Popülizm alt edilebilir
Tages-Anzeiger, Polonya'nın diğer devletler ve sivil toplumlar için rol model olacağını söylüyor:
“Donald Tusk'un iktidara dönüşü, Polonya ve kimi yönlerden Avrupa için 1989'dan bu yana yaşanan en önemli siyasi kırılma. ... Polonya'daki gibi bir seçim sonucu, demokrasilerin tasfiye edildiği bir dönemde gerçek bir teselli. Zira devlet sistemindeki tüm ıstırap verici yaraların sarılabileceğini, tek bir seçim gününün sekiz yıllık yıkıma son vermek için yeterli olduğunu gösteriyor. ... Polonya, popülist bir enfeksiyonun üstesinden gelen rol model olarak ve diğer sivil toplumlar için örnek teşkil ederek, Avrupa devletler korosunda öncü bir ses olabilir.”
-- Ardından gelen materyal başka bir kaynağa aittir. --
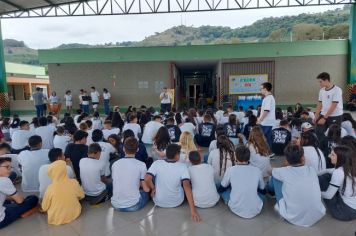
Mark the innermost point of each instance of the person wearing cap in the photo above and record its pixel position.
(330, 105)
(166, 100)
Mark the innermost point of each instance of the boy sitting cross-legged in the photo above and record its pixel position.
(169, 176)
(128, 175)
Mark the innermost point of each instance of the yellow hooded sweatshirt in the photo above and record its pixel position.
(61, 199)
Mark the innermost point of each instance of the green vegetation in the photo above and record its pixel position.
(327, 25)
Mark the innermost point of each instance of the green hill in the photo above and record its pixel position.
(326, 25)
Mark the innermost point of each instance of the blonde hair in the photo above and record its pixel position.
(258, 140)
(186, 142)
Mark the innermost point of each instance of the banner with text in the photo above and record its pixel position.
(246, 84)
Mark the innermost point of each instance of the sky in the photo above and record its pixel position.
(39, 33)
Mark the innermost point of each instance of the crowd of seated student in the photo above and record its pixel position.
(146, 154)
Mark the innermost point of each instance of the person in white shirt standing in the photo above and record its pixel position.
(166, 100)
(128, 175)
(267, 118)
(330, 105)
(95, 96)
(68, 100)
(106, 97)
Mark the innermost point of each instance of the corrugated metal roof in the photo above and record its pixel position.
(21, 69)
(8, 6)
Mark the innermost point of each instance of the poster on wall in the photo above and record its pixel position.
(246, 84)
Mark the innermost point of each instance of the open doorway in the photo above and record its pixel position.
(196, 84)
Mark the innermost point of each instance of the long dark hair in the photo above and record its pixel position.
(348, 117)
(226, 147)
(162, 138)
(310, 139)
(346, 159)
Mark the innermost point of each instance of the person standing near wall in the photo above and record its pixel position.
(267, 118)
(95, 96)
(165, 97)
(106, 97)
(38, 100)
(330, 105)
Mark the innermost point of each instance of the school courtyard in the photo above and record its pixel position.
(155, 221)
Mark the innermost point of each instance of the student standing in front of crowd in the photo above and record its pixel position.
(330, 105)
(267, 118)
(95, 96)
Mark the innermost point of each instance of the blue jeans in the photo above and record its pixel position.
(39, 110)
(13, 211)
(106, 106)
(141, 203)
(226, 196)
(267, 130)
(86, 108)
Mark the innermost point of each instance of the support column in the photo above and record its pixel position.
(4, 96)
(352, 50)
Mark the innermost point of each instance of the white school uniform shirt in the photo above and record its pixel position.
(337, 181)
(127, 174)
(91, 171)
(150, 131)
(14, 163)
(312, 159)
(94, 96)
(108, 132)
(268, 104)
(327, 97)
(347, 126)
(188, 127)
(203, 185)
(47, 135)
(106, 96)
(214, 160)
(7, 188)
(168, 181)
(31, 162)
(106, 149)
(301, 203)
(261, 162)
(20, 139)
(45, 180)
(61, 141)
(244, 200)
(136, 128)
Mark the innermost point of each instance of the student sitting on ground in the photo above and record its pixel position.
(281, 137)
(313, 156)
(92, 173)
(246, 194)
(20, 137)
(173, 130)
(172, 180)
(106, 150)
(128, 176)
(339, 186)
(16, 205)
(202, 180)
(136, 128)
(297, 190)
(54, 154)
(108, 130)
(77, 150)
(221, 158)
(46, 132)
(31, 162)
(260, 151)
(61, 199)
(206, 132)
(60, 139)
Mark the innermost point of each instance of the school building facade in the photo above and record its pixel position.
(136, 75)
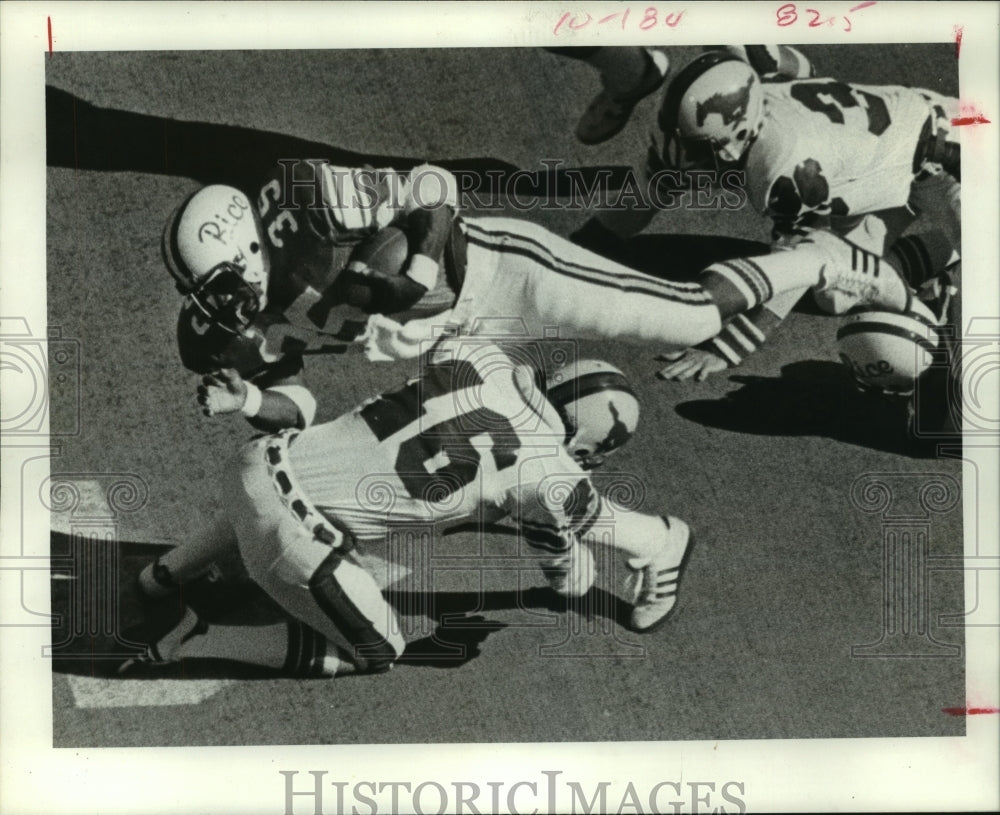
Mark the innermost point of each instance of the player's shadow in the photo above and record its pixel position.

'Kohabitasyon' AB'yle anlaşmazlıkların çözümünü zorlaştırıyor
Irish Independent, Tusk'un önünde büyük zorluklar var, diyor:
“Tusk, tüm gücüyle milliyetçi PiS'in sekiz yıllık iktidarının mirasının üstesinden gelmeye çalışacak. ... Buna bir de Cumhurbaşkanı Andrzej Duda'nın PiS ile müttefik olmasının yarattığı zorluk eklenecek. ... Fransa'da yaşanan ve siyasi 'kohabitasyon' olarak adlandırılan durum AB'nin daima başını ağrıtmıştır. ... Tusk'un önünde [dondurulmuş] AB yardımlarının önünü açmak konusunda önemli bir sınav mevcut. ... AB'nin olumlu tutumuna rağmen Brüksel'in mesajı net: Niyet beyanları yetmez, değişim için gerçek eylemler şart.”
Neyse ki Polonya kolay lokma değil
Die Welt, hükümet değişikliğinin AB için de büyük bir fırsat olduğu kanaatinde:
“Zira yeni hükümetle başa çıkmak hiç de kolay olmayacak. Göç ve enerji politikaları konusunda Von der Leyen AB'sinden veyahut SPD ve Yeşiller'den daha keskin bir rotaya sahip. Üstelik bağımsız hareket etmesi bekleniyor. Almanya ve AB, köşeleri törpülemekte bilhassa ustadır. Polonya buna izin vermeyecektir ve bu iyi bir şey.”
Artık bırakın Bay Kaczyński!
Michał Szułdrzyński, Rzeczpospolita’da güvenoyu alamayan PiS liderine sesleniyor:
“Jaroslaw Kaczyński, birkaç ay önce PiS başkanlığı sona erince yeniden aday olmayacağı vaadinde bulunmuştu. Bugünse partisinin sırtında en büyük yüke dönüştü. Sadece partisinin değil, Polonya’nın da. Dolayısıyla belki de Bay Kaczyński, veda etme, partiyi kendi haline bırakma ve siyaseten emekli olma vakti gelmiştir. Bunu siz de biliyorsunuz.”